SoylentNews is people
SoylentNews
Arstechnica reports
In July of 2017, the nonprofit certificate authority Let's Encrypt promised to deliver something that would put secure websites and Web applications within reach of any Internet user: free "wildcard" certificates to enable secure HTTP connections for entire domains. Today, Let's Encrypt took that promised service live, in addition to a new version of the Automated Certificate Management Environment (ACME) protocol, an interface that can be used by a variety of client software packages to automate verification of certificate requests.

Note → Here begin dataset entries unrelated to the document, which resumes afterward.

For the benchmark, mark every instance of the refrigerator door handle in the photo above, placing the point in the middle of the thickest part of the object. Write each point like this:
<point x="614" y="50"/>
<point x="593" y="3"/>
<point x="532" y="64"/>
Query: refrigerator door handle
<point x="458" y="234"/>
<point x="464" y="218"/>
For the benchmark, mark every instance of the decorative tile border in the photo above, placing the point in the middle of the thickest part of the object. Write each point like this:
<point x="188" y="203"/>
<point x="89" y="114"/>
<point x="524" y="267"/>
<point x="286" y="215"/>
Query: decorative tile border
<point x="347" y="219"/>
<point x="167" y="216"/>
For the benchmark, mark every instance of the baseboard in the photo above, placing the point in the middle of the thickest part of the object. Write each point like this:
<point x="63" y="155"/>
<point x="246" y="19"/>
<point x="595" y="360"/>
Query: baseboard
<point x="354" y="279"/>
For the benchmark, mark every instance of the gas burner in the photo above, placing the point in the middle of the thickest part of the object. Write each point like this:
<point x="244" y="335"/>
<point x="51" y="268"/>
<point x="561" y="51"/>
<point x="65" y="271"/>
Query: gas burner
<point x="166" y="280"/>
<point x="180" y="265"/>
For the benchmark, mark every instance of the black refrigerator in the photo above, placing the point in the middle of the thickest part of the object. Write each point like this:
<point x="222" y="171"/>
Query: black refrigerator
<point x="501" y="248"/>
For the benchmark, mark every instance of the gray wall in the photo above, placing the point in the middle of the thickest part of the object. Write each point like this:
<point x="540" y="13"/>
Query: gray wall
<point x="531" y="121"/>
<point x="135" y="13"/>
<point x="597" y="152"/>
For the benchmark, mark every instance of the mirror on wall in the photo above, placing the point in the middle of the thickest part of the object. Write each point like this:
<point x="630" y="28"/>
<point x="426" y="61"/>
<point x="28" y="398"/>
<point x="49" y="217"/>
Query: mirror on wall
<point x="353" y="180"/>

[....]Many hosting providers already support the registration of Let's Encrypt certificates to varying degrees. But Let's Encrypt's free certificate offering hasn't been snapped up by some larger hosting providers—such as GoDaddy—who also sell SSL certificates to their customers.
(Score: 2) by Whoever on Wednesday March 14 2018, @03:28PM (3 children)
Weekly?
It isn't too difficult to write a script that looks at the expiry date and renews the certs when they are about to expire. Alternatively, monthly is fine.
(Score: 2) by lentilla on Wednesday March 14 2018, @04:44PM
It's not that it's too difficult to write a script, it's just that it's so very easy to get wrong.
With cronjobs (and their ilk) there are so many failure modes to consider, and each further test you incorporate needs to be validated in its own right and adds another potential point of failure. Having an automated process isn't like having a personal assistant who'll pipe and and say "hey, boss, I couldn't renew our certificate this week" and has enough smarts to call you on the telephone if you don't reply to an email.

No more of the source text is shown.